The director and screenwriter, Phuttipong Nakthong said in an interview that this installment will focus especially on nighttime battle scenes. Because nighttime feels more raw, and quarrels on the streets at night are punishable more severely than during the day. Moreover, evening students are older and more foolhardy.

In this part, there are four main characters, Bang, Yat, Aek, and Rok, all of whom have family issues. The story is told quite deeply into the dimensions of each character. By touching on family issues, experience the inner wound that drives individuals to take drastic actions.

==Release and reception==
4 Kings II was released on November 30, 2023, nationwide. The teaser was released on YouTube on October 25, 2023, and received over one million views within 24 hours.
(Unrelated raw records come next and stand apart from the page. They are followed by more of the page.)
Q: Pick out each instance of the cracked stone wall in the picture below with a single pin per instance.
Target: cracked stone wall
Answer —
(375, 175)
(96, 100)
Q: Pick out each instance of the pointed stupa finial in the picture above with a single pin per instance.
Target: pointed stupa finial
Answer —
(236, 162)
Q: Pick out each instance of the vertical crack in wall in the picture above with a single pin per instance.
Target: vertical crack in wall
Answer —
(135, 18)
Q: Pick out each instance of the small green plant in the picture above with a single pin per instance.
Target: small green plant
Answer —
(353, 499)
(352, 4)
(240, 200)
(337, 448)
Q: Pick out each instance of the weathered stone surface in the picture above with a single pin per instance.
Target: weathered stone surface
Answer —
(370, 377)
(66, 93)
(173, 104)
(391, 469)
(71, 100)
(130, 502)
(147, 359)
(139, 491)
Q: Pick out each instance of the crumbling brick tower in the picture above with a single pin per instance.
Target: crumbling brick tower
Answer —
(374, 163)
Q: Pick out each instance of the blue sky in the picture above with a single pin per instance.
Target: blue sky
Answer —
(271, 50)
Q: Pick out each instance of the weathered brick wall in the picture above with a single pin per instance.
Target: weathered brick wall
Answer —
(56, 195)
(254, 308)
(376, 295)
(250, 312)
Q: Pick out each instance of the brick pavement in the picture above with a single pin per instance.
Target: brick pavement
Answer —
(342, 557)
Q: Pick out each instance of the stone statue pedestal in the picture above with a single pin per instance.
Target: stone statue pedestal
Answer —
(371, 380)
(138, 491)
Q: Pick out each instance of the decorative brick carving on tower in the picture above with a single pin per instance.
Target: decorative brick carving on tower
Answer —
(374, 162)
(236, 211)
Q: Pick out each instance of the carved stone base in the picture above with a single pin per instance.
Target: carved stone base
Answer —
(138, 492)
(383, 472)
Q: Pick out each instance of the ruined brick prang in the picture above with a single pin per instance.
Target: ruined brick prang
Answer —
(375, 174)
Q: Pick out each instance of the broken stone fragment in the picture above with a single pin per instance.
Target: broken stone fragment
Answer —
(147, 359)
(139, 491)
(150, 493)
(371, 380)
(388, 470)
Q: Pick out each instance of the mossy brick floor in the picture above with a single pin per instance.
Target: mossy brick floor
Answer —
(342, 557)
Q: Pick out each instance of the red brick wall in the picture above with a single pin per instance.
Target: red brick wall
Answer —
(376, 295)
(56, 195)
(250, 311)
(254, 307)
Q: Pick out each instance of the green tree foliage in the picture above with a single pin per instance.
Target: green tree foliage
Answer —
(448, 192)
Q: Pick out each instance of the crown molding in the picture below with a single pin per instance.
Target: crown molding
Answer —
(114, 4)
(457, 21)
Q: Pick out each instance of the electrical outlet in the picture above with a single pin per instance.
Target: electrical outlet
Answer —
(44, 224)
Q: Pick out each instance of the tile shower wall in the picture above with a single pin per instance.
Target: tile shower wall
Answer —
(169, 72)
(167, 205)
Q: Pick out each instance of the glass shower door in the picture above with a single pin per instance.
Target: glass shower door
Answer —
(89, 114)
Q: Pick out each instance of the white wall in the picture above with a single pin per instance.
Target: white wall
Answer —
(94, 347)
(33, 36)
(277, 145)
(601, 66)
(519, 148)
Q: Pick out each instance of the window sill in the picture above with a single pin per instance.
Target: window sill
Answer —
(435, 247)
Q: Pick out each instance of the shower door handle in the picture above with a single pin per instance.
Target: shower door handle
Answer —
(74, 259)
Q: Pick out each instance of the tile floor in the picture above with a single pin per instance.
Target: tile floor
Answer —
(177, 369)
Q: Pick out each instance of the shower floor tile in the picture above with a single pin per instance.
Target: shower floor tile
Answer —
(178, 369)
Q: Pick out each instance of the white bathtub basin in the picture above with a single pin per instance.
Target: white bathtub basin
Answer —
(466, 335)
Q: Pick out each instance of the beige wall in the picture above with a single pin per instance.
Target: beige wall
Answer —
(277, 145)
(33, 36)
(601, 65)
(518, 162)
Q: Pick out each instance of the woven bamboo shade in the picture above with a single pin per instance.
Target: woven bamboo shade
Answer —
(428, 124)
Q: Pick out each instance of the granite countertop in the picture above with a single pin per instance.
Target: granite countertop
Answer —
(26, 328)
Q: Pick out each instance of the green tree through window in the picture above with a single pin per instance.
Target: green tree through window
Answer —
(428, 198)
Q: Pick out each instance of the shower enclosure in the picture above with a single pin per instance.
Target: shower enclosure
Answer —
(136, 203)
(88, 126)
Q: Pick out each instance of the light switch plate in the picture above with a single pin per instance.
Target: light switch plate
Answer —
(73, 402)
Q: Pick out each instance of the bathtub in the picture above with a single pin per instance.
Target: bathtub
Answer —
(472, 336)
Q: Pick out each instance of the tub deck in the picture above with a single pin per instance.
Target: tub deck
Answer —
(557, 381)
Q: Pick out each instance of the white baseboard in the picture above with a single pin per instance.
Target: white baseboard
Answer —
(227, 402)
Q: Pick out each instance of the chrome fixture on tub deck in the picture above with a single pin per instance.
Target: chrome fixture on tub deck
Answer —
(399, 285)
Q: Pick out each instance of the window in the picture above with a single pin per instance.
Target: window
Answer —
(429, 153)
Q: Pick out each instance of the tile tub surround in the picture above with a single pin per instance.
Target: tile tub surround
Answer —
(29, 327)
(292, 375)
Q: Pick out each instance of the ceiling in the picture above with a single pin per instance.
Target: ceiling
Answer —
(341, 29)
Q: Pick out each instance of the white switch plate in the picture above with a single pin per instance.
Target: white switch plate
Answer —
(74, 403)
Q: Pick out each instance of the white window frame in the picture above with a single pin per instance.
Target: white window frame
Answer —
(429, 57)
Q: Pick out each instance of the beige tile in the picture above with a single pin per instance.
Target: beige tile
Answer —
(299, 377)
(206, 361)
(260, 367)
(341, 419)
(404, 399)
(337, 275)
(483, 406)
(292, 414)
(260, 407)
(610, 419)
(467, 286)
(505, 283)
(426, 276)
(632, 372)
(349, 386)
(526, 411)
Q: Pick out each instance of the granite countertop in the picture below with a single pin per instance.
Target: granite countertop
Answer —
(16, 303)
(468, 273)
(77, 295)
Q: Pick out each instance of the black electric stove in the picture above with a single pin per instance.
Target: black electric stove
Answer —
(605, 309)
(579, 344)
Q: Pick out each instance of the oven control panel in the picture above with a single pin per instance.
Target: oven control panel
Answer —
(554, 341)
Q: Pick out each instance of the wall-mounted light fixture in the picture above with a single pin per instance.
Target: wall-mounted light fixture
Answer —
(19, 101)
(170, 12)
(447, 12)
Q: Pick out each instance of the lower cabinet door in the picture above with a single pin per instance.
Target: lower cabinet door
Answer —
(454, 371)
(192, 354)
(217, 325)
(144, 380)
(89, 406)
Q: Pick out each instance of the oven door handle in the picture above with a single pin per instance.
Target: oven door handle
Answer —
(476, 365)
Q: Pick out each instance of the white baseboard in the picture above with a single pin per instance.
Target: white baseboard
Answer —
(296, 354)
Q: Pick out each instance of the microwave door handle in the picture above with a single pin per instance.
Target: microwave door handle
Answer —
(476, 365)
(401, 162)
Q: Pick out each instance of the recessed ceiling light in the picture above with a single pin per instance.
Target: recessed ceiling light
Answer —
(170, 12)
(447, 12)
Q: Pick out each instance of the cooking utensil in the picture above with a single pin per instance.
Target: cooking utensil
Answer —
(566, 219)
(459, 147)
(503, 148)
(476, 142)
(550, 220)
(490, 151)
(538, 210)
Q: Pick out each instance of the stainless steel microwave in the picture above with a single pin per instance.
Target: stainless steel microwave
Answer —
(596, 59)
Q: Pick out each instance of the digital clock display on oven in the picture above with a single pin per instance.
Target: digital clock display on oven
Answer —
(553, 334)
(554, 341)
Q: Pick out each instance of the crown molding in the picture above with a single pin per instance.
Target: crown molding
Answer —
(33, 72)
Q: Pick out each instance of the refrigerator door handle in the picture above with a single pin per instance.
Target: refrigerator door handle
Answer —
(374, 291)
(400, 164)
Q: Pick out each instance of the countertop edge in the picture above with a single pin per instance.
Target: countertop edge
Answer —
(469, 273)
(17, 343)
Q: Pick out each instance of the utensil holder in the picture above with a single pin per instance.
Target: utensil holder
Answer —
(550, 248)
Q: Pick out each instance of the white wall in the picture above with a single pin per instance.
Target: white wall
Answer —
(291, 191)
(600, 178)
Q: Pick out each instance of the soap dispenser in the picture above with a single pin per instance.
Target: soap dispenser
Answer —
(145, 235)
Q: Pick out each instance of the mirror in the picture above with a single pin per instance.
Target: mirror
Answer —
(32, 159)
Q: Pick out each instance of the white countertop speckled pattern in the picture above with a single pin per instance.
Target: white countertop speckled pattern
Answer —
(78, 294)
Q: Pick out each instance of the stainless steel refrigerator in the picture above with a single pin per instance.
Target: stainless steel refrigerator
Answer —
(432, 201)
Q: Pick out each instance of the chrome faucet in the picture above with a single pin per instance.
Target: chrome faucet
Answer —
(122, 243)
The official trailer was released at 2:14 p.m. on November 14, 2023.

Although it was released on November 30, 2023, tickets can be purchased or reserved starting November 24, 2023.

The gala premiere screens on November 29, 2023 at 6:30 p.m. at Major Cineplex Ratchayothin.

First day of official screening, it grossed 19 million baht nationwide breaking the record of the prequel which made 10 million baht.